思いやりと気遣いの境界

 ある日の午後、有給をとって帰宅しました。育休中の妻が目に見えて疲れていたからです。私が娘を見る間、距離をとって休むように伝え、夕食の支度をして、息子を保育園に迎えに行きました。私は家事も育児も苦手ですが、自動調理器を駆使した無水カレーは絶品でした。

 「惺仁さんって思いやりがあるよね。」

と妻に言われ、はて思いやりとは何だろうと改めて考え込みました。

 以前「思いやり」について考察したことがあります。

 思いやりの仕組みと落とし穴について述べましたが、時間をあけて読み直すと、いまひとつ何かが足りません。
 そこで思い出したのが「気遣い」という言葉です。
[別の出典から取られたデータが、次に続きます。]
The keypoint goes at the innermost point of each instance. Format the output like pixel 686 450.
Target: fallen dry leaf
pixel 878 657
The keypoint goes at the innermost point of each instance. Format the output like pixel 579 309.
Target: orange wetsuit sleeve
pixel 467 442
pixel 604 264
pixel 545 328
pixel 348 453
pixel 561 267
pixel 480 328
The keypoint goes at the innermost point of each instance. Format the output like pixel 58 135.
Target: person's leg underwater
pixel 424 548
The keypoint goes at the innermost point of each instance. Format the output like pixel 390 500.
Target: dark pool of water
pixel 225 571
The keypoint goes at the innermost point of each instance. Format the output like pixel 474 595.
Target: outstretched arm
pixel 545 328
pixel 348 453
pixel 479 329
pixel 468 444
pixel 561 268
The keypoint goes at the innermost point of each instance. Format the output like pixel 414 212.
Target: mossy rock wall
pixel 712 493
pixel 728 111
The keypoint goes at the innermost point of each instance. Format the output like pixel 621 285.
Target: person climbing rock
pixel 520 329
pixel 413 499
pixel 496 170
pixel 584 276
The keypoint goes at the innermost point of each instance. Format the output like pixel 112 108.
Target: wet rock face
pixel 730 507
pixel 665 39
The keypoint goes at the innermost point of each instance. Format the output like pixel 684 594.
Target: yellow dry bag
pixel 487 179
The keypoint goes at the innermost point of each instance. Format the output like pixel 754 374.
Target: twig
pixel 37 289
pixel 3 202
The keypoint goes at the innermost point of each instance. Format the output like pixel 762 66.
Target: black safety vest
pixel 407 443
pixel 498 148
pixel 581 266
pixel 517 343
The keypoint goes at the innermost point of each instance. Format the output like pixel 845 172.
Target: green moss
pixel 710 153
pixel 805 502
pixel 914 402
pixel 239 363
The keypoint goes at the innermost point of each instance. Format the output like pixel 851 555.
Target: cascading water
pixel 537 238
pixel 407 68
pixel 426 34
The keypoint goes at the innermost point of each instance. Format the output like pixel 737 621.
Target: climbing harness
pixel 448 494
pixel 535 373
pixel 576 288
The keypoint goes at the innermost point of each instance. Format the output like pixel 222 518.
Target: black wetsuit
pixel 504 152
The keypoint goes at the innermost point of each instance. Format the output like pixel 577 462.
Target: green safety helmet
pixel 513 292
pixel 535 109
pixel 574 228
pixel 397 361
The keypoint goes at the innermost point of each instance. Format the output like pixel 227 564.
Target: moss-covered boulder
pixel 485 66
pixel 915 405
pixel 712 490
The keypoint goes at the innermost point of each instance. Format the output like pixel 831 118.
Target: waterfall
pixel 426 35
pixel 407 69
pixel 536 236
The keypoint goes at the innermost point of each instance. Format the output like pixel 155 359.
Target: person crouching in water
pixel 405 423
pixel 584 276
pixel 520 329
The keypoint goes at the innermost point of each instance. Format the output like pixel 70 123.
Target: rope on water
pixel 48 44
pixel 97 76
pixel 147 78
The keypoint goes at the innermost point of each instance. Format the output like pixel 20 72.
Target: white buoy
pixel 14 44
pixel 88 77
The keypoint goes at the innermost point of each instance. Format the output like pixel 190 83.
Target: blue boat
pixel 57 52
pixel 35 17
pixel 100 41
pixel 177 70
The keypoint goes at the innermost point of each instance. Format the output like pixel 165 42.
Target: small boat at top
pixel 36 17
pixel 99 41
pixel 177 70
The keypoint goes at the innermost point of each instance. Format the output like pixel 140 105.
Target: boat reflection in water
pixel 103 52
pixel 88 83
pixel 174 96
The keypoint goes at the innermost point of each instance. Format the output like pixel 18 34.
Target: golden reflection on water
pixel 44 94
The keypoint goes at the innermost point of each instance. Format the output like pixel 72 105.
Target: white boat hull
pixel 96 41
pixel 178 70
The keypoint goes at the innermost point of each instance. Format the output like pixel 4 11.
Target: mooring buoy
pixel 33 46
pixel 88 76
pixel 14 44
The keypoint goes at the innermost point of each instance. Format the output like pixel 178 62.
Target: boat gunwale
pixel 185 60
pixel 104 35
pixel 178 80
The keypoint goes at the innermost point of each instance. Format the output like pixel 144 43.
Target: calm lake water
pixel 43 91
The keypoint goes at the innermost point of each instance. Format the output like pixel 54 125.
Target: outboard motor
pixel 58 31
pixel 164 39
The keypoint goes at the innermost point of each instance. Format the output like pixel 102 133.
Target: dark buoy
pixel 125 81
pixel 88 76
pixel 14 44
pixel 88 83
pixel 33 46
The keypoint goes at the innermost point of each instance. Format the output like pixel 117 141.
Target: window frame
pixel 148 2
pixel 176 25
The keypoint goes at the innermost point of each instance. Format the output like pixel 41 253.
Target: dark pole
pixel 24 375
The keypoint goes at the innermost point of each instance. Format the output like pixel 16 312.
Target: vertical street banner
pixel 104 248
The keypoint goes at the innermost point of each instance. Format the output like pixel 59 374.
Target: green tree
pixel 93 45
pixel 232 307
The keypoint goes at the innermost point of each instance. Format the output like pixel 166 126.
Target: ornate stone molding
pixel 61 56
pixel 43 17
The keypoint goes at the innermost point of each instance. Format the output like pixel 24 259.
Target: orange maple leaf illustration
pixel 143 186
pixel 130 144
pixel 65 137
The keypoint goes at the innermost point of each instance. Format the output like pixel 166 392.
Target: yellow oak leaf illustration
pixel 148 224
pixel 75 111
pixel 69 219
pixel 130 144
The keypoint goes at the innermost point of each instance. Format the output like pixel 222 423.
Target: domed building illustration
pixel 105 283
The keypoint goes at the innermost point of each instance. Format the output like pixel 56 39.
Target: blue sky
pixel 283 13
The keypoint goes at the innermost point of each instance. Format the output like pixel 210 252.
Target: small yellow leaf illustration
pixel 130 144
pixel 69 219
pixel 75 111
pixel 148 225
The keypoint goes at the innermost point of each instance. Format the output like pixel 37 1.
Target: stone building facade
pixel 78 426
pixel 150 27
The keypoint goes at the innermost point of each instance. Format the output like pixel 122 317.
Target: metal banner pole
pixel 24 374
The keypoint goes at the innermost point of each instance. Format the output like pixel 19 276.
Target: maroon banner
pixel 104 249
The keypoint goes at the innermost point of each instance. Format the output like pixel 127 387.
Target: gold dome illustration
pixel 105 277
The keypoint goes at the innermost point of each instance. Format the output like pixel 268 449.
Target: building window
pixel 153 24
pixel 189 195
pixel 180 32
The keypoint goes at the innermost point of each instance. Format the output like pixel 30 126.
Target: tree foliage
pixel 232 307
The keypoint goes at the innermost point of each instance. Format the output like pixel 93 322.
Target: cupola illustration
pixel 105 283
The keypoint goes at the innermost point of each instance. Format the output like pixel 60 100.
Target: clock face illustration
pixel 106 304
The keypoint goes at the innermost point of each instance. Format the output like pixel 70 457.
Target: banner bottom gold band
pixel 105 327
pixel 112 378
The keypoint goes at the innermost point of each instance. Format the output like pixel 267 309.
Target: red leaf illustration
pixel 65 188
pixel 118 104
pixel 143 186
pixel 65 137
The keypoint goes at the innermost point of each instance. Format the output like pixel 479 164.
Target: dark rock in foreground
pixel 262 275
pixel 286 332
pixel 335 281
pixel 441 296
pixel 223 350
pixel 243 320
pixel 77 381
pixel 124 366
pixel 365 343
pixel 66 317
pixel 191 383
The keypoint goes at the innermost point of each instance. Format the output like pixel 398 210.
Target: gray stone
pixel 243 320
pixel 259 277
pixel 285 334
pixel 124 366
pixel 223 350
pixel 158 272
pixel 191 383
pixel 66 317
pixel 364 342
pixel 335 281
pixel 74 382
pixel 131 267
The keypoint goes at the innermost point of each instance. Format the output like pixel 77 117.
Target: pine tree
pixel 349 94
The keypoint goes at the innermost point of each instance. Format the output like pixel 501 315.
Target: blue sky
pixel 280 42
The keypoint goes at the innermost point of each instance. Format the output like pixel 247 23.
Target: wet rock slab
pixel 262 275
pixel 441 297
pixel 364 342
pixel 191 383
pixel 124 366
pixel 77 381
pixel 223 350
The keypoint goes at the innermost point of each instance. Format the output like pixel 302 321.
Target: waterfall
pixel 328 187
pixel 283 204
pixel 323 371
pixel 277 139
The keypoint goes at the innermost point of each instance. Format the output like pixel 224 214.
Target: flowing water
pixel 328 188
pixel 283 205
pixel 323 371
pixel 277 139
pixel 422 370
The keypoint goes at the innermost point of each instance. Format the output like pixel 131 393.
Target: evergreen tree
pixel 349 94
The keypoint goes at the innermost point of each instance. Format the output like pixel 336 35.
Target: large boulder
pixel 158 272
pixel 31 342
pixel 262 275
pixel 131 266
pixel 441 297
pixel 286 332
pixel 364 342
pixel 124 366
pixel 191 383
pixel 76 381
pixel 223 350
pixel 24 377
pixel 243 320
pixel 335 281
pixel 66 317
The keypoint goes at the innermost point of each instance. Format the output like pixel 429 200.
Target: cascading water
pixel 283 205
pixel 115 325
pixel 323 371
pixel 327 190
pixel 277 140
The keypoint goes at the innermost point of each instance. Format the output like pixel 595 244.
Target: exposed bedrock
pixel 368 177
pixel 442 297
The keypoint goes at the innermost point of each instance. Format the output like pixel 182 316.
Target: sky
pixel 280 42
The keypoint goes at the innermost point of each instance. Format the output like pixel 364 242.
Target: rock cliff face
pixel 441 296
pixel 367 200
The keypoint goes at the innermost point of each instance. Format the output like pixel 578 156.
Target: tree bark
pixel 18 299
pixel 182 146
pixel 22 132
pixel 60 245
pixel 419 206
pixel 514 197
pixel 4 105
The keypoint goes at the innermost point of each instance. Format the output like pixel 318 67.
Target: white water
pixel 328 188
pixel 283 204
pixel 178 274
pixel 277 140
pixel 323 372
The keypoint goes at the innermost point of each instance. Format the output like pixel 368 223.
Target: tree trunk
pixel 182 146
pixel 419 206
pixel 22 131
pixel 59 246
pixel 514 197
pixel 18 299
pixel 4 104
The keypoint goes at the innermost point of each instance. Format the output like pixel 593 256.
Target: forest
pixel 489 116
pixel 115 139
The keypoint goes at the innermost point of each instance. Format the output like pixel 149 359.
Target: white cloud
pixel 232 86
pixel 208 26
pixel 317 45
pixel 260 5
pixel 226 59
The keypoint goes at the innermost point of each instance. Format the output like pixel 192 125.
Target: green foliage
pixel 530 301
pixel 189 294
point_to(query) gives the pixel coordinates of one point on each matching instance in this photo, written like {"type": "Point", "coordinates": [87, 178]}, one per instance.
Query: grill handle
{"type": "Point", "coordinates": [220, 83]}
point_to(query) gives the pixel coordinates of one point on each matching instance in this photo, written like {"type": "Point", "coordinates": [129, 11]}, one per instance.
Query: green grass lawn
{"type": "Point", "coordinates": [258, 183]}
思いやりと気遣いは似ているようで全然違う感じがします。この境界はどこにあるのでしょうか。
 手元の辞書をみますと、

思いやり…他人の身の上や心情に心を配ること。
気遣い…あれこれと気をつかうこと。

 やはりニュアンスが異なりますね。

 思いやりは「心」から発する相手の為の自然な動きであって、気遣いは「状況」から判断する人工的な動きであるようにみえます。これは言動の起点が「内」にあるか「外」にあるかの違いです。

 気を使うと消耗して疲れますが、思いやると元気が出ます。

 気持ちを柔らかくもって思いやり、豊かな人生を送りたいものです。

 拙文に最後までお付き合い頂き誠にありがとうございました。願わくは、貴方の心が思いやる相手に、そっと優しく伝わりますように。